Westford was named after Westford, New York, which was the home town of Ada and Levi Lincoln, early storekeepers.

==Geography==
According to the United States Census Bureau, the town has a total area of 34.9 square miles (90.5 km^{2}), of which 34.9 square miles (90.4 km^{2}) is land and 0.04 square mile (0.1 km^{2}) (0.06%) is water.

==Demographics==
As of the census of 2000, there were 594 people, 191 households, and 152 families residing in the town. The population density was 17.0 people per square mile (6.6/km^{2}). There were 239 housing units at an average density of 6.8 per square mile (2.6/km^{2}). The racial makeup of the town was 98.32% White, 0.17% African American, 0.51% Native American, and 1.01% from two or more races. Hispanic or Latino of any race were 0.51% of the population.

There were 191 households, out of which 37.7% had children under the age of 18 living with them, 74.3% were married couples living together, 1.6% had a female householder with no husband present, and 19.9% were non-families. 15.7% of all households were made up of individuals, and 6.3% had someone living alone who was 65 years of age or older.

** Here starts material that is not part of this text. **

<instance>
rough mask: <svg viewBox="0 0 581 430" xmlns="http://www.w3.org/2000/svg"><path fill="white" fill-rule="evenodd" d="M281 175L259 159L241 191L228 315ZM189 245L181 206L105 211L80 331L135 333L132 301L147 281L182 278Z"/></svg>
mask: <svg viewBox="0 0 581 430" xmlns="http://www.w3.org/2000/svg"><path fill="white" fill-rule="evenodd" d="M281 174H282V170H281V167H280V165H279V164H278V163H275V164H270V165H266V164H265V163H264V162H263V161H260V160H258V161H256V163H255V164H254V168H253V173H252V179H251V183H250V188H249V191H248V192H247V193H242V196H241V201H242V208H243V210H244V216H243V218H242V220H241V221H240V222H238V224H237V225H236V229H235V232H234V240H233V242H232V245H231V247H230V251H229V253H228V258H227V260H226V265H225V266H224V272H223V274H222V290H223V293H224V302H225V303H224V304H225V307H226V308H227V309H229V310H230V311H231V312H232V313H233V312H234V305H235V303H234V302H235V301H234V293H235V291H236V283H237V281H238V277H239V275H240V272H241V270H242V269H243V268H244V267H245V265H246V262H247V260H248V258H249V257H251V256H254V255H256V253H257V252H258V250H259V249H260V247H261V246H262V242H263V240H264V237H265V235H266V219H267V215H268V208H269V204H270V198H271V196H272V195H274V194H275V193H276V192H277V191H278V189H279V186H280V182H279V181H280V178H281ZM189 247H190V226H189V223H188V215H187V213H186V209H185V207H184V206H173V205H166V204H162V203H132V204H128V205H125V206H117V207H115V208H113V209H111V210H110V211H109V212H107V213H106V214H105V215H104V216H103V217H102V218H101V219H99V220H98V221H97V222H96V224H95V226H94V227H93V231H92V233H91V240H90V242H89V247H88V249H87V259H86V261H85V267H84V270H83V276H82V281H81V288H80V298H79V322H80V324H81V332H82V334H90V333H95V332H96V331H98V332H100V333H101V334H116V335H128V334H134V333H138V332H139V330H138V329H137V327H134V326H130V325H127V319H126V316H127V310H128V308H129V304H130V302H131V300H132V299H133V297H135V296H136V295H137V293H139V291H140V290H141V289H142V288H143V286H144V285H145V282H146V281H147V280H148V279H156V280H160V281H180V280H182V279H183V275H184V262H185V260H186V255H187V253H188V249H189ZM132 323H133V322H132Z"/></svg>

The average household size was 3.11 and the average family size was 3.54.

In the town, the population was spread out, with 32.2% under the age of 18, 8.9% from 18 to 24, 25.9% from 25 to 44, 23.1% from 45 to 64, and 9.9% who were 65 years of age or older. The median age was 36 years. For every 100 females, there were 109.2 males. For every 100 females age 18 and over, there were 117.8 males.

The median income for a household in the town was $39,375, and the median income for a family was $45,179. Males had a median income of $30,750 versus $19,659 for females. The per capita income for the town was $13,519. About 11.2% of families and 23.6% of the population were below the poverty line, including 38.7% of those under age 18 and 17.4% of those age 65 or over.